WW International (WW 10.06%) was going through quite a slimdown this week, at least as far as its stock was concerned.

Investors traded out of the WeightWatchers parent company following a downbeat note from a researcher, and the introduction of a competing product from a top healthcare company. According to data compiled by S&P Global Market Intelligence, the stock had lost over 22% of its value week to date as of early Friday morning.

Barclays says WW International is a sell

The new year didn't start off well for WW International. On Tuesday, the first trading day of 2024, Barclays initiated coverage on the stock with an underweight (read: sell) recommendation at a price target of $8 per share.

That was a prescient call, as only two days later healthcare giant Eli Lilly launched a new e-commerce platform called LillyDirect. The company didn't hesitate to mention that LillyDirect specifically targets customers "living with obesity, migraine, and diabetes."
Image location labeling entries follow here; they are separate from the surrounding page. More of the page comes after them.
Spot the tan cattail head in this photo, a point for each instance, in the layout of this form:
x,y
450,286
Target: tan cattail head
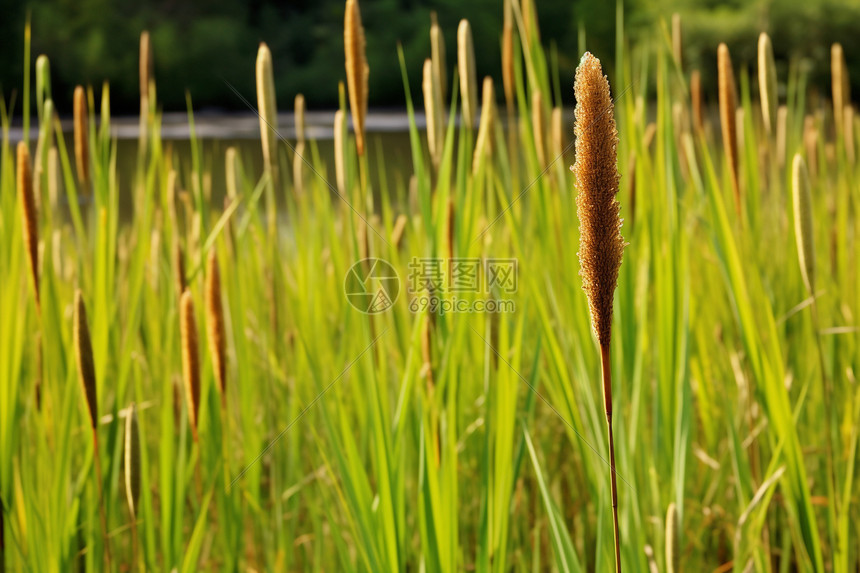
x,y
357,70
190,357
215,323
132,459
728,117
468,77
84,355
29,215
601,245
802,201
767,82
82,151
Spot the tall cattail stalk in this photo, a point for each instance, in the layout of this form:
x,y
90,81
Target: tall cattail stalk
x,y
728,105
485,129
82,150
268,112
87,379
468,77
696,99
767,82
29,216
357,70
190,358
432,112
299,155
216,329
601,245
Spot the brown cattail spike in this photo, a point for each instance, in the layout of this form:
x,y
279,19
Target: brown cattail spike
x,y
82,156
84,354
190,357
601,245
215,324
728,118
29,215
357,70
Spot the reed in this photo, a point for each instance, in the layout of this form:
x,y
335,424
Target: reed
x,y
81,129
29,217
728,113
217,335
601,246
468,77
767,82
357,70
190,358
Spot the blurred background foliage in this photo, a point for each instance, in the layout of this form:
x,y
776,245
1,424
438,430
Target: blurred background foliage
x,y
199,44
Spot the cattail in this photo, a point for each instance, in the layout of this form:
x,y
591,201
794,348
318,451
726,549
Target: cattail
x,y
676,39
29,215
132,459
179,269
340,151
397,231
485,130
539,127
672,555
468,79
728,118
357,70
215,323
696,97
84,354
82,150
432,113
508,56
767,82
781,130
839,78
190,357
802,201
601,245
437,55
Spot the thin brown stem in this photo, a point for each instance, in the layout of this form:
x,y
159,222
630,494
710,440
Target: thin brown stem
x,y
607,405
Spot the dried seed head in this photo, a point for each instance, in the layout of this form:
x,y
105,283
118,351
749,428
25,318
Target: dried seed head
x,y
696,97
82,150
215,323
767,82
601,245
268,110
84,355
485,130
728,117
190,357
539,127
132,459
29,215
340,151
468,78
357,70
802,201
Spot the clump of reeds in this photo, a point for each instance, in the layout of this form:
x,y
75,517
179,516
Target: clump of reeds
x,y
357,70
468,77
601,244
29,216
190,358
767,82
82,150
215,324
728,117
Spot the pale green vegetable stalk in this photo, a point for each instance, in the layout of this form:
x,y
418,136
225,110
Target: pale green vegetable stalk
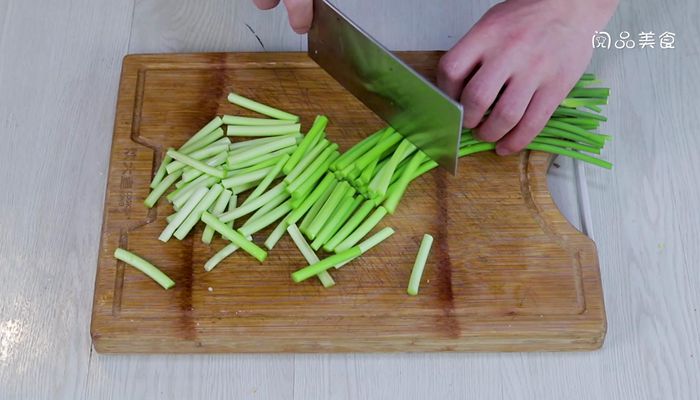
x,y
158,191
325,213
362,230
307,160
209,151
238,180
196,164
349,226
316,207
325,264
144,266
235,237
252,131
271,204
253,205
258,162
336,221
276,234
315,166
191,174
302,191
316,131
271,175
196,213
251,153
185,187
419,265
248,121
204,142
240,146
260,108
160,173
180,201
312,198
182,214
267,219
206,129
372,241
218,208
232,202
309,255
221,255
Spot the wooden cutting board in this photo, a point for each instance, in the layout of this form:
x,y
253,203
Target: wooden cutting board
x,y
507,272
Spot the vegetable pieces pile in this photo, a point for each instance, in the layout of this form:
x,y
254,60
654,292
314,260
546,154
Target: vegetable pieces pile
x,y
304,185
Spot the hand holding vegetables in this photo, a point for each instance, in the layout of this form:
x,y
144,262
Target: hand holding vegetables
x,y
520,60
514,66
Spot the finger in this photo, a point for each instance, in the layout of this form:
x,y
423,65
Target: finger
x,y
300,13
266,4
544,102
458,64
481,91
509,109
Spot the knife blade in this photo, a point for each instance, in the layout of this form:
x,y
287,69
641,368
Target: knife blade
x,y
386,85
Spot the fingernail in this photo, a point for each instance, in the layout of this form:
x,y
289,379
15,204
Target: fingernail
x,y
502,150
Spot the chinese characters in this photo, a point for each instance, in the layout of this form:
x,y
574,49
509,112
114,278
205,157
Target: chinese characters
x,y
643,40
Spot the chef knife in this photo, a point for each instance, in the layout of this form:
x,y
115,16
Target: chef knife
x,y
386,85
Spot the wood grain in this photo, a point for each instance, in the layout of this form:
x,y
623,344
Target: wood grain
x,y
645,214
508,272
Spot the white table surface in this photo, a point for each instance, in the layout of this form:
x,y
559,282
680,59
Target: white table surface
x,y
59,72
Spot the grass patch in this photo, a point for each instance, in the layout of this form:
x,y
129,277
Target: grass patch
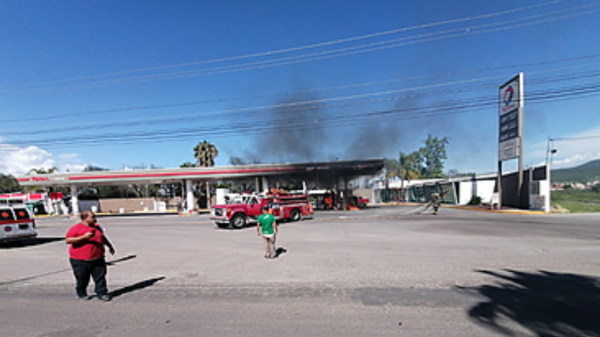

That was hardly an accident, as the rollout comes shortly after Lilly began marketing Zepbound, its weight loss drug that competes with Novo Nordisk's massively popular Wegovy. By extension, it also competes with the classic weight-shedding routines and diets that form the core of WW International's business.

Investors might have overreacted

Neither development is positive. However, a 22% sell-off feels drastic. WW International still operates the well-known and therefore powerful WeightWatchers brand, and has a wide user base. While the Eli Lilly platform will doubtless offer significant competition, WW International had advantages it can leverage in the fight.